On n’est pas au Djurdjura, ni au M’Zab, mais c’est tout comme. Certains scientifiques considèrent la région du Chenoua comme une zone berbère capitale, pour ne pas dire la plus importante de l’Algérie centrale. Au plan linguistique, soulignent-ils, elle partage les traits caractéristiques des parlers de l’Algérie centrale ainsi que la plupart des parlers traditionnels qualifiés de « Zénètes ». Ce vecteur langue, est incontournable pour l’environnementaliste de terrain, même s’il tente de l’ignorer. Partout où il passe, la toponymie chenouie l’interpelle. Plus que cela, cette langue qu’on ne commence à mieux apprécier que parce qu’elle s’effiloche sérieusement- est une clé pour décoder bon nombre de questions. C’est d’ailleurs pour cela que les travaux de recherches modernes sont abordés par des équipes pluridisciplinaires. Sur bon nombre d’aspects, le Chenoui se rapproche plus des parlers chaouis que ceux de la Kabylie. De même qu’avec les Mozabites, la communication n’est pas ardue. Hélas, les mutations sociales intervenues depuis l’Indépendance et même avant, l’exode rural et les brassages des populations s’avèrent non favorables à l’épanouissement de cette langue utilisée, jadis, de la région de Bou-smaïl à Hadjout et de Tipaza jusqu’aux environs de Ténes en passant par Cherchell et tout le massif du Dahra. Chaker, un spécialiste de la question, estime également que la situation sociolinguistique actuelle de la région est mal connue. Il conclut : « L’habitat étant traditionnel et assez dispersé a rendu plus fragile et perméable les influences linguistiques externes.» À de rares exceptions, seuls les Chenouis qui demeurent encore fixés dans la campagne de ce massif parlent encore cette langue. Celle-ci est en train de s’éteindre dans l’indifférence avec la disparition de la génération ancienne. De timides écrits et tentatives sur la question ont vu le jour, ces dernières années. De tout temps « ce travail a été très incomplet ». On se réfère néanmoins encore à une étude de 1912, d’un certain Laoust sur « Le dialecte berbère du Chenoua ». Depuis une dizaine d’années, un attachement à cette langue et sa culture berbère se manifestent à travers la chanson moderne comme l’a fait le groupe Ichenwiyen, avec une présence plus ou moins régulière aux activités des associations berbères algériennes.

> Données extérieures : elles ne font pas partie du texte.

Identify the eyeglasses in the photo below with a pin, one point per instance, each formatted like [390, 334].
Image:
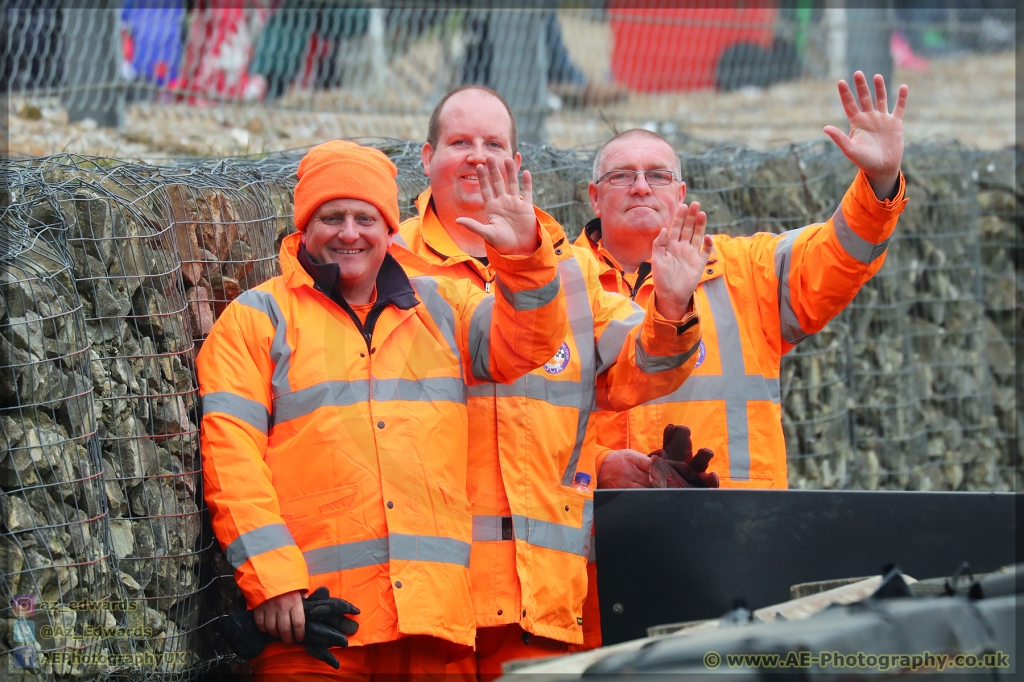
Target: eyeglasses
[625, 178]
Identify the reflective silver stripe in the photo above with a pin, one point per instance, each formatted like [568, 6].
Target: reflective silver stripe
[431, 389]
[582, 324]
[486, 528]
[479, 339]
[256, 542]
[250, 412]
[440, 311]
[342, 393]
[281, 352]
[558, 393]
[381, 550]
[429, 548]
[346, 555]
[651, 364]
[792, 331]
[529, 299]
[588, 528]
[556, 536]
[328, 393]
[613, 338]
[856, 246]
[748, 387]
[730, 352]
[482, 390]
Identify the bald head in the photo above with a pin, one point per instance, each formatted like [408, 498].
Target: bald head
[624, 137]
[470, 92]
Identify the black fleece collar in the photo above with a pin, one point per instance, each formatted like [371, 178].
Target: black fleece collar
[392, 283]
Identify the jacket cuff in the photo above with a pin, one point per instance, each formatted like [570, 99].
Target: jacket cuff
[257, 594]
[881, 209]
[526, 272]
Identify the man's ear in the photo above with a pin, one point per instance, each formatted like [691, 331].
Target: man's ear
[592, 193]
[426, 155]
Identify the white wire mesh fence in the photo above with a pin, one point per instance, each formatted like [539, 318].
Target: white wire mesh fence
[114, 271]
[342, 58]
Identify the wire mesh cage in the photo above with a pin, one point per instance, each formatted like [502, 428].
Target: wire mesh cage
[53, 544]
[941, 288]
[999, 233]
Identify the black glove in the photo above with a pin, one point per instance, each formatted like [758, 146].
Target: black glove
[676, 464]
[241, 633]
[327, 625]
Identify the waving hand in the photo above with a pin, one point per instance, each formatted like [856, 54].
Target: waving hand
[511, 228]
[875, 143]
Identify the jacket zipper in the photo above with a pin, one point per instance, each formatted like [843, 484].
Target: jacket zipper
[368, 331]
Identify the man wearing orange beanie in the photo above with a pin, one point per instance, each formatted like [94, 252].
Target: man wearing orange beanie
[334, 432]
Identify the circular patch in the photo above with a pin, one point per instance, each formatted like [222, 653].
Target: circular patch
[559, 361]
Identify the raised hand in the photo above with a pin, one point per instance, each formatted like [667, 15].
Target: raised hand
[678, 259]
[511, 228]
[875, 143]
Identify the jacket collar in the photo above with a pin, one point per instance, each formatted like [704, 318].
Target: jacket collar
[593, 232]
[299, 269]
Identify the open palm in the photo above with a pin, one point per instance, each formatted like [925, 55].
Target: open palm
[875, 142]
[678, 259]
[511, 228]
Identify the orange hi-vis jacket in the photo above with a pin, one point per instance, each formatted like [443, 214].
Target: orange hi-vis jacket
[333, 458]
[761, 296]
[531, 529]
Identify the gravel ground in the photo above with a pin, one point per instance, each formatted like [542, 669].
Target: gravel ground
[970, 97]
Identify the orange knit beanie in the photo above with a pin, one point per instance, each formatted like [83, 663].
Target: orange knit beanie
[344, 170]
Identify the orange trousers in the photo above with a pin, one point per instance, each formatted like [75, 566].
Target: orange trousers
[415, 657]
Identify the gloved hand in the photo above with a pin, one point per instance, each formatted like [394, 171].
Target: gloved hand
[675, 465]
[241, 633]
[327, 625]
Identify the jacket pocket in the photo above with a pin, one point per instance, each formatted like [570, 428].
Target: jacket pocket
[455, 500]
[318, 506]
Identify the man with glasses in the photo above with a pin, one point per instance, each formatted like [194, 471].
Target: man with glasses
[759, 296]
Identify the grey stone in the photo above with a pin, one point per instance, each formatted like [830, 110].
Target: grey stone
[26, 332]
[20, 293]
[11, 562]
[170, 416]
[151, 307]
[16, 513]
[12, 363]
[122, 538]
[134, 451]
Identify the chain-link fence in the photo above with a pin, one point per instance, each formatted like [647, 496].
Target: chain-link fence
[113, 273]
[570, 73]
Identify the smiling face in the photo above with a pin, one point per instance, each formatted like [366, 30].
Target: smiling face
[633, 216]
[352, 233]
[472, 125]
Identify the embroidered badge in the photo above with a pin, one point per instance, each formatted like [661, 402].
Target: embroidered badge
[561, 360]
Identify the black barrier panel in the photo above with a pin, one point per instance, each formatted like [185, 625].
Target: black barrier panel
[677, 555]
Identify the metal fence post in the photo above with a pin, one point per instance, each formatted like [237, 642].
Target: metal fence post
[92, 66]
[519, 68]
[867, 44]
[836, 23]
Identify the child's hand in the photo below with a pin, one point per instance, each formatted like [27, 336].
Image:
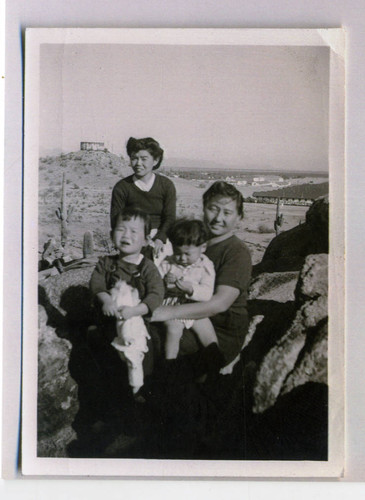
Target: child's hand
[185, 286]
[170, 279]
[110, 309]
[126, 312]
[157, 248]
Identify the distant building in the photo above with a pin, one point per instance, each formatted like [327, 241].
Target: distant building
[92, 146]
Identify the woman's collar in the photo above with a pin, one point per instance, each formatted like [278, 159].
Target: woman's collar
[219, 239]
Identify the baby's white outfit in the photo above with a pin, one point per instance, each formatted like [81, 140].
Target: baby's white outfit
[200, 274]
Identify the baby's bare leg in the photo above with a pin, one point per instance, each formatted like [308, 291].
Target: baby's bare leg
[205, 331]
[174, 331]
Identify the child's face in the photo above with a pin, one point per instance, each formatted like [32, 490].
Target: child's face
[142, 163]
[188, 254]
[128, 236]
[221, 216]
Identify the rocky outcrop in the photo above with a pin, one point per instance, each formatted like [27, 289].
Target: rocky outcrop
[57, 392]
[284, 361]
[66, 298]
[300, 355]
[289, 249]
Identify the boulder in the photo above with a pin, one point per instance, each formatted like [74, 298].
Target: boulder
[57, 402]
[300, 354]
[274, 286]
[66, 298]
[288, 250]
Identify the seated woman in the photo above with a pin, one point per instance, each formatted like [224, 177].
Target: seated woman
[227, 309]
[153, 193]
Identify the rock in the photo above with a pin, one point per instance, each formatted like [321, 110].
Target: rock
[57, 391]
[313, 279]
[274, 286]
[300, 354]
[312, 364]
[289, 249]
[66, 297]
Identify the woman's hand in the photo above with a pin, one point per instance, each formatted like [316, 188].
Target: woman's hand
[170, 279]
[162, 313]
[157, 249]
[185, 286]
[126, 312]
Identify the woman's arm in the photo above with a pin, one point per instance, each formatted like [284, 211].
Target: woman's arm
[168, 214]
[118, 203]
[220, 302]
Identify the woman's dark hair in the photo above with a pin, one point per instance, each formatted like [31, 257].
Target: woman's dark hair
[135, 213]
[188, 232]
[223, 189]
[147, 144]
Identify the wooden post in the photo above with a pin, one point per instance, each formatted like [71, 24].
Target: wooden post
[64, 213]
[279, 218]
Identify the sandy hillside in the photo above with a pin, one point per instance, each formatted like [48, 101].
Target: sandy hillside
[90, 179]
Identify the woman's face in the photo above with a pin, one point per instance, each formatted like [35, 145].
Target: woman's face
[221, 216]
[142, 163]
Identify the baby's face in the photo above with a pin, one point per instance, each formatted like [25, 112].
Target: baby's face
[128, 236]
[188, 254]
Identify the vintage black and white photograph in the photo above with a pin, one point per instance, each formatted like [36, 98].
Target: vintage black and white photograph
[180, 252]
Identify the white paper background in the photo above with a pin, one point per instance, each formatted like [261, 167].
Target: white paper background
[189, 13]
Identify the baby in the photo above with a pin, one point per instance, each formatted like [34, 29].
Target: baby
[129, 267]
[189, 276]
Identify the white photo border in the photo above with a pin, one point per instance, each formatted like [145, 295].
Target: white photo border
[334, 467]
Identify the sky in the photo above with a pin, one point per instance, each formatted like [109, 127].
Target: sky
[240, 106]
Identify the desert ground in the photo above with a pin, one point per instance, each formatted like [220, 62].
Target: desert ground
[90, 177]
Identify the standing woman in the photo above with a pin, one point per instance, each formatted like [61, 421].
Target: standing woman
[227, 309]
[153, 193]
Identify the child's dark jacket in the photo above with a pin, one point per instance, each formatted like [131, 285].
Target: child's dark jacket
[143, 276]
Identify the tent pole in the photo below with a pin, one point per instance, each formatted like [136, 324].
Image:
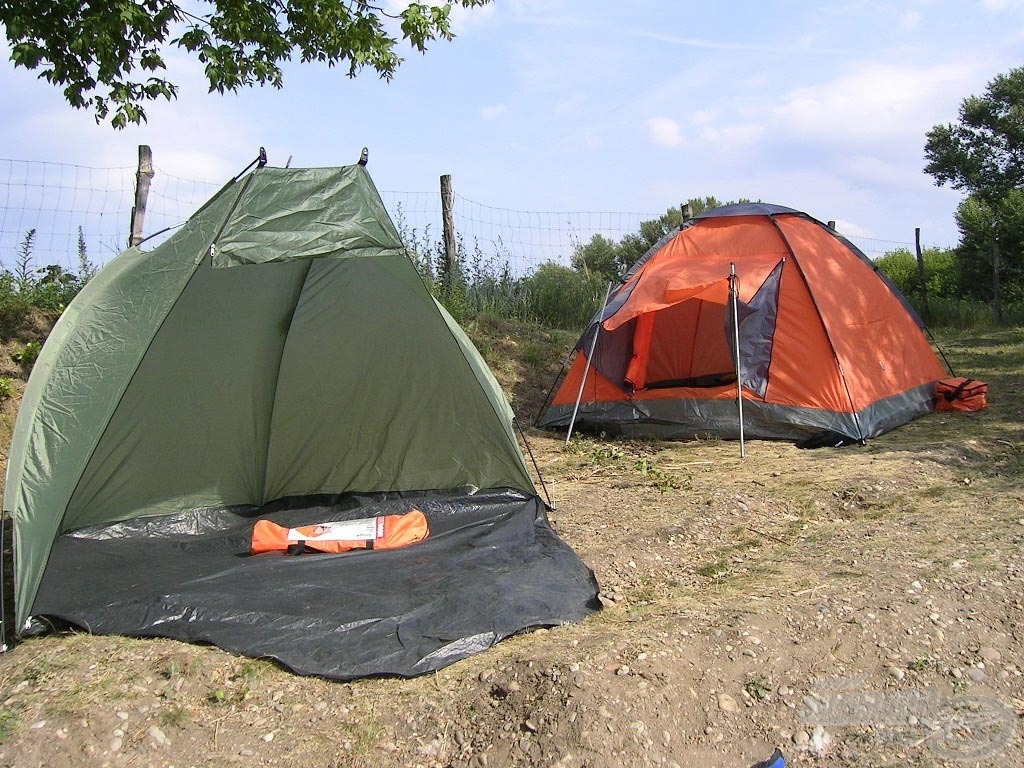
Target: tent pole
[593, 345]
[734, 296]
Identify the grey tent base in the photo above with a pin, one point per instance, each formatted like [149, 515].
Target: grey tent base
[689, 418]
[491, 567]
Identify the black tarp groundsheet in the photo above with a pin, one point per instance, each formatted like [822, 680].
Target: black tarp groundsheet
[491, 567]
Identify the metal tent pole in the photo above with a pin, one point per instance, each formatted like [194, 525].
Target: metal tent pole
[734, 296]
[583, 381]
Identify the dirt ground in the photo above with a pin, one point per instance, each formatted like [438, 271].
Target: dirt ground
[859, 606]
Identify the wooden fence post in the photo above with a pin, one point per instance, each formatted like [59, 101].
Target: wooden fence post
[142, 178]
[448, 219]
[922, 278]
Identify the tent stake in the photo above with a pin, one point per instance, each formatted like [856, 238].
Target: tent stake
[734, 295]
[583, 382]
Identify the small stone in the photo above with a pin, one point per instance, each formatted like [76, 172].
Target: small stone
[159, 736]
[989, 654]
[727, 702]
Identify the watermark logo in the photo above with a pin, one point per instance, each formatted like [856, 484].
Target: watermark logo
[956, 728]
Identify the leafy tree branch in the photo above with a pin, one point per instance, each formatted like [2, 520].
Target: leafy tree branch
[109, 55]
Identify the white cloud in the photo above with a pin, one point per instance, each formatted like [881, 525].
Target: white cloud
[665, 131]
[910, 19]
[571, 104]
[495, 111]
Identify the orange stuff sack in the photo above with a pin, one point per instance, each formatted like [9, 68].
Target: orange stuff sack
[961, 394]
[386, 531]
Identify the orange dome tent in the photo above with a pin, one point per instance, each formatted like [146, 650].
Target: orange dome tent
[826, 345]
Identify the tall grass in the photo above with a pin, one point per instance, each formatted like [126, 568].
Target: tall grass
[969, 313]
[551, 295]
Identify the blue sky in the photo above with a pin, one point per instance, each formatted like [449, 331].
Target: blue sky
[601, 105]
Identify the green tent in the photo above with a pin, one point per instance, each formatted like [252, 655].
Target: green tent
[281, 346]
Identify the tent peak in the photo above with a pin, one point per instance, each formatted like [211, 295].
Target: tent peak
[747, 209]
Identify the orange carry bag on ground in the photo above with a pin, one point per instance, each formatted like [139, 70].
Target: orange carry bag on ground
[386, 531]
[961, 394]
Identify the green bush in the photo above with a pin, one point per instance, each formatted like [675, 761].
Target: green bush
[47, 290]
[559, 297]
[27, 354]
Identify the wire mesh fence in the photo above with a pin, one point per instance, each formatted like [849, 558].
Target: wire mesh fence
[70, 206]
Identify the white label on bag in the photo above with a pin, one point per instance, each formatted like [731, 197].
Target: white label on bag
[347, 530]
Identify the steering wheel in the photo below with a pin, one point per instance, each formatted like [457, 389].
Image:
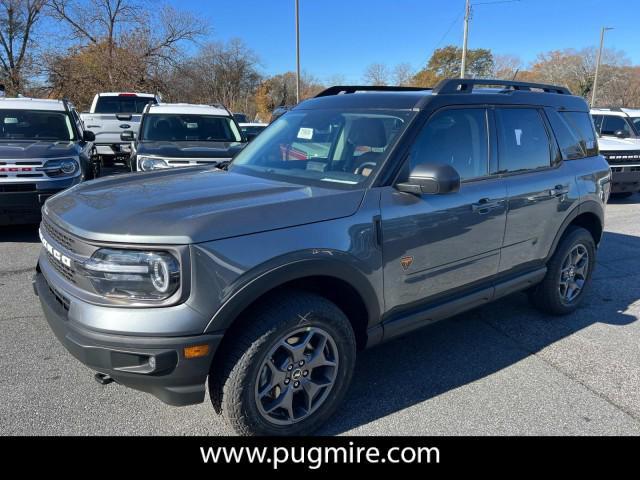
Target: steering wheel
[361, 167]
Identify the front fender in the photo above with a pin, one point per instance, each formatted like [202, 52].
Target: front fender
[276, 272]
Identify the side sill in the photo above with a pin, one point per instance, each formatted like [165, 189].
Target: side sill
[434, 313]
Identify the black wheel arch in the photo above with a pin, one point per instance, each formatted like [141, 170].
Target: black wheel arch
[588, 215]
[305, 273]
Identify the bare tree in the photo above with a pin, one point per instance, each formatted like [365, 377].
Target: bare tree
[18, 19]
[376, 74]
[403, 74]
[506, 67]
[154, 34]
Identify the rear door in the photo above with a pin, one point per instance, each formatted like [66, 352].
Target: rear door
[434, 245]
[540, 187]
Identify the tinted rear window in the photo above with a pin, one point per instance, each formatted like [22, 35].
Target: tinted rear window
[523, 140]
[122, 104]
[582, 126]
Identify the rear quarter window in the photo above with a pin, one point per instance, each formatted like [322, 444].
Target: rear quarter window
[582, 126]
[569, 140]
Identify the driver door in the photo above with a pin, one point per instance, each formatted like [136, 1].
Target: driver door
[439, 244]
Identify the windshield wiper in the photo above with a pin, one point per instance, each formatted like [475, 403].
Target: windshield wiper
[223, 165]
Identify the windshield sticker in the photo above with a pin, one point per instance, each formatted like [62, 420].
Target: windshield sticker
[305, 133]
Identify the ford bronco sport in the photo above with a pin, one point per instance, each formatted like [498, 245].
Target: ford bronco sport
[358, 216]
[43, 150]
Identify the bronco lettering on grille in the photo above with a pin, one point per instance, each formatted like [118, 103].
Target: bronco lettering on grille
[66, 261]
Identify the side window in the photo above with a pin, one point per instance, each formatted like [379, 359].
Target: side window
[612, 124]
[582, 126]
[456, 137]
[523, 142]
[597, 122]
[567, 137]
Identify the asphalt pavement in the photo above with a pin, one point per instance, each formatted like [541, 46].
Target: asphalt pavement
[498, 370]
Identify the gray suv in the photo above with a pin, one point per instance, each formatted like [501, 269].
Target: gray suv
[360, 215]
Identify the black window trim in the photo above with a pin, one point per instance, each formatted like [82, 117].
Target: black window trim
[555, 155]
[420, 125]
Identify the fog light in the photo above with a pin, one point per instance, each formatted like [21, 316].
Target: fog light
[196, 351]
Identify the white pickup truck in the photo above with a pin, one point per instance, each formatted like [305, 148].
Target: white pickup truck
[111, 114]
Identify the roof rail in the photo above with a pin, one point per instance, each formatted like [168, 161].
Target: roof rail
[341, 89]
[466, 85]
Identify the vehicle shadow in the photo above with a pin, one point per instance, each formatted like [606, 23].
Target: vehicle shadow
[479, 343]
[19, 233]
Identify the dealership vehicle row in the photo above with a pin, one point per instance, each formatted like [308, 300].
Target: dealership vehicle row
[260, 268]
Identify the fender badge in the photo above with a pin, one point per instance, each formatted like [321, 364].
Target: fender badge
[406, 262]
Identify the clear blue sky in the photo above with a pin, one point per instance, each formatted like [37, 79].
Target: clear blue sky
[344, 36]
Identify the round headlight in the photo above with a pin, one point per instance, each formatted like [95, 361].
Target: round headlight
[160, 275]
[68, 166]
[151, 163]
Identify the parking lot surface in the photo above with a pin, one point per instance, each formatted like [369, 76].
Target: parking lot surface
[500, 369]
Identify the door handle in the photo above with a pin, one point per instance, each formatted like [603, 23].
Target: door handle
[559, 190]
[484, 206]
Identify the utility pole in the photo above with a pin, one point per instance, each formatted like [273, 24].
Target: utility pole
[598, 61]
[297, 51]
[467, 17]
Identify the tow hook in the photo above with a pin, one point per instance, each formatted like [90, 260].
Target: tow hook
[103, 378]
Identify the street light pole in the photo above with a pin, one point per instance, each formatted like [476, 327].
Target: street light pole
[297, 51]
[467, 16]
[598, 61]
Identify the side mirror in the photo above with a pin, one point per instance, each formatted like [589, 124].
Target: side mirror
[431, 179]
[127, 136]
[621, 134]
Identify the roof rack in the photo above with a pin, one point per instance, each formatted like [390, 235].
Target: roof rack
[466, 85]
[342, 89]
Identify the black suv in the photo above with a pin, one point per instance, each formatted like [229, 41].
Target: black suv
[358, 216]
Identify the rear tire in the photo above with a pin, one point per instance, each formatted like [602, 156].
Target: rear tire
[568, 274]
[287, 368]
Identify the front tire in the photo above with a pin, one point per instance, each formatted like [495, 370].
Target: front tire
[568, 274]
[289, 367]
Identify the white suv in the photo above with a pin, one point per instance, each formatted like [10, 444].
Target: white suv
[619, 140]
[182, 135]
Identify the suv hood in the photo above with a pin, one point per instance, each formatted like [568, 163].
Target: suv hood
[608, 144]
[28, 149]
[189, 149]
[191, 205]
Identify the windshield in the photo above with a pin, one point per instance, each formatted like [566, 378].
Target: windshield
[35, 125]
[189, 128]
[324, 145]
[122, 104]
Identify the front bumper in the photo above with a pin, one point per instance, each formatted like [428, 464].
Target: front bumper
[20, 203]
[625, 178]
[127, 359]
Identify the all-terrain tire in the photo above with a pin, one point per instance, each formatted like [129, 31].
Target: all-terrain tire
[261, 329]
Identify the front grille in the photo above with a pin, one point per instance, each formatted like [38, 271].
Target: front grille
[17, 187]
[62, 269]
[622, 157]
[61, 299]
[58, 235]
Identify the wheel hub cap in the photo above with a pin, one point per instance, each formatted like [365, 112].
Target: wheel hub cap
[574, 273]
[296, 376]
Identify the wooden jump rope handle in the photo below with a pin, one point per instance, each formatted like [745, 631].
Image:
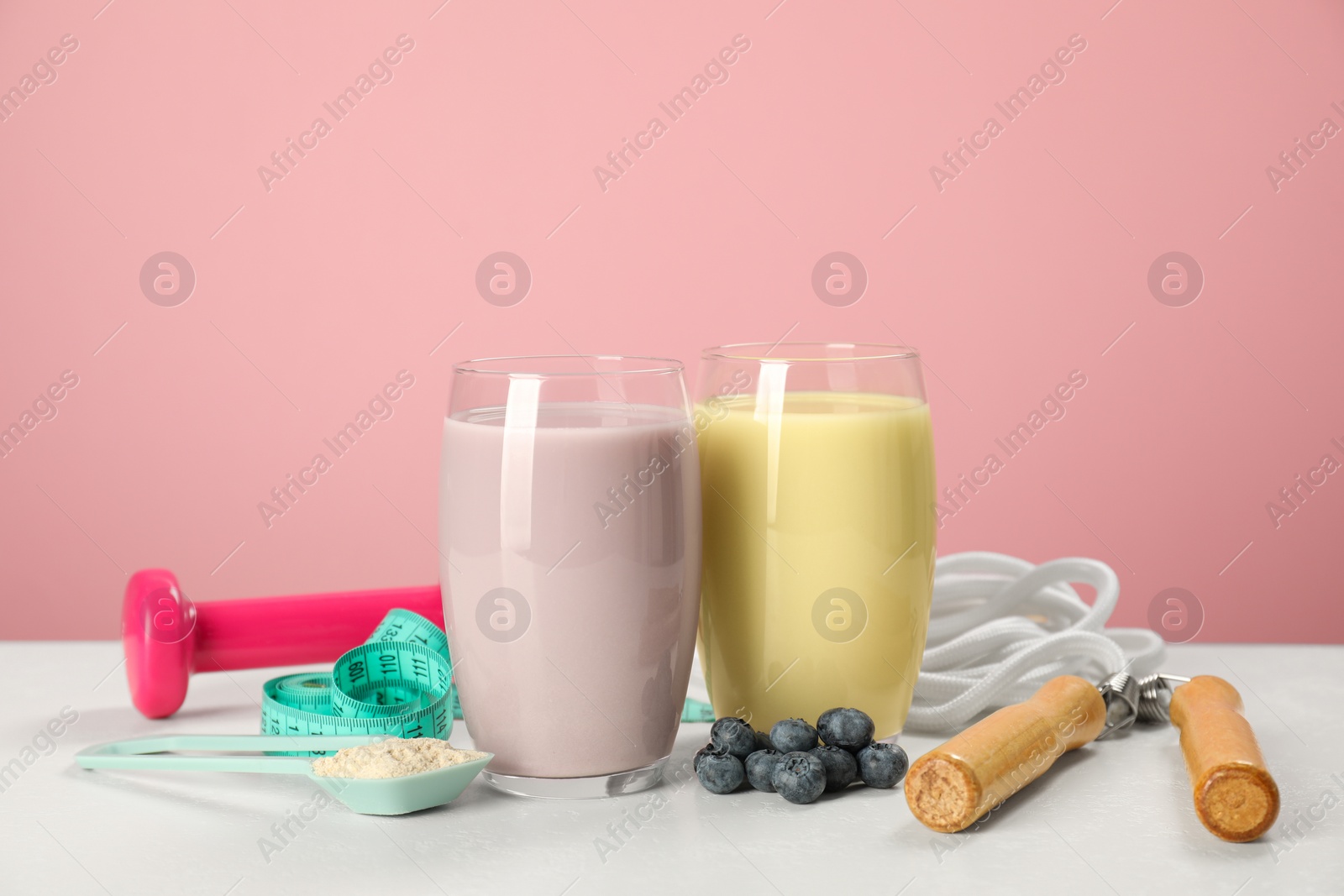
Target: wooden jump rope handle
[952, 786]
[1236, 797]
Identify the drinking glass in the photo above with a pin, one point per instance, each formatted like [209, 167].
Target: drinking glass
[570, 542]
[819, 530]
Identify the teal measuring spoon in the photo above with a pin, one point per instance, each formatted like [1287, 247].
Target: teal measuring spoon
[365, 795]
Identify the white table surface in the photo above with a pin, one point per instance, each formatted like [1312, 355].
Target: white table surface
[1113, 817]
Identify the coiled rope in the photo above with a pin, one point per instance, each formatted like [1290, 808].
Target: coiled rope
[1000, 627]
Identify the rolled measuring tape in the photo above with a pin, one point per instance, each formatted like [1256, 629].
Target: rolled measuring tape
[400, 683]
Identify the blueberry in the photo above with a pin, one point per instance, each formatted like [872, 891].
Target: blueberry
[761, 768]
[732, 735]
[799, 777]
[719, 772]
[793, 735]
[882, 765]
[842, 768]
[846, 728]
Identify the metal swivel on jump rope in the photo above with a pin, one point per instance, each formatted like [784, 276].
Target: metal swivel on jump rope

Resté à l’état sauvage, le mont Chenoua qui s’étale sur plus de 160 km de Tipasa jusqu’à Ténès, a une population dont le mode de vie est considéré comme un vestige du patrimoine culturel et historique national, tout en mettant en évidence, son importance sur le plan nord-africain par excellence, depuis la nuit des temps. Les ruines romaines de Tipasa, ne sont exploitées qu’à raison de 30% de leur richesse matérielle et immatérielle globale. La ville de Cherchell, avec ses vestiges qui datent depuis des siècles, et qui dégagent jusqu’à présent les signes de vie du peuple berbère qui a défié la puissance romaine par le passé. Aussi, les bourgades comme Sidi Ghilès, Tardjilet, Souk Akdhim (Ancien marché), Nador, Gouraya, Damous, Béni Haoua, Sidi Amar, El Hammadia, Meslmoune et plus, regorgent de paysages naturels dignes de célèbres régions du monde et rappellent de près des similitudes linguistiques, culturelles et traditionnelles avec la Kabylie dans toutes ses dimensions. Chaque nom de village ou de ville, porte une signification berbère qui démontre l’éveil de conscience et l’importance des actions relatives au contexte historique de la population de la région du Chenoua.
La baie du Chenou, où se jette l’oued Nador, est bordée, dans sa partie ouest, par le massif du Chenoua, et la partie Est par Tipaza.Tout son fond est occupé par une plage de sable fin. Une osmose existe entre elle et l’oued. Les apports liquides de ce dernier sont de l’ordre de 28 millions de m3 par an. Cette zone est connue par son fort hydrodynamisme dû à un courant côtier. Cela s’explique par certains affleurements de son « plancher » et des nombreux rochers. C’est le cas notamment des zones se trouvant en face du massif. Elles se caractérisent par l’étroitesse du plateau continental, ce prolongement de 4 km de la terre ferme dans l’eau avant d’aller vers les abysses. On y trouve essentiellement 3 plages. Celle des galets qui s’étend sur 120 m de long et une quinzaine de large, celle du sable fin (appelée Chenoua plage) qui est plus importante que la précédente puisqu’elle s’étire sur 285 m pour une largeur de 15 à 50 m, et enfin la plage de l’embouchure qui, elle aussi, est constituée de sable fin, mais s’allonge sur 590 m pour une bande de 18 à 26 m de large.
Posté Le : 21/05/2018
Posté par : litteraturealgerie
Source : http://niarunblogfr.unblog.fr/plages-et-cotes-dalgerie/chenoua-fierte-des-habitants-de-tipaza/
Tipaza: La région du Chenoua creuset d'une culture amazigh somptueuse.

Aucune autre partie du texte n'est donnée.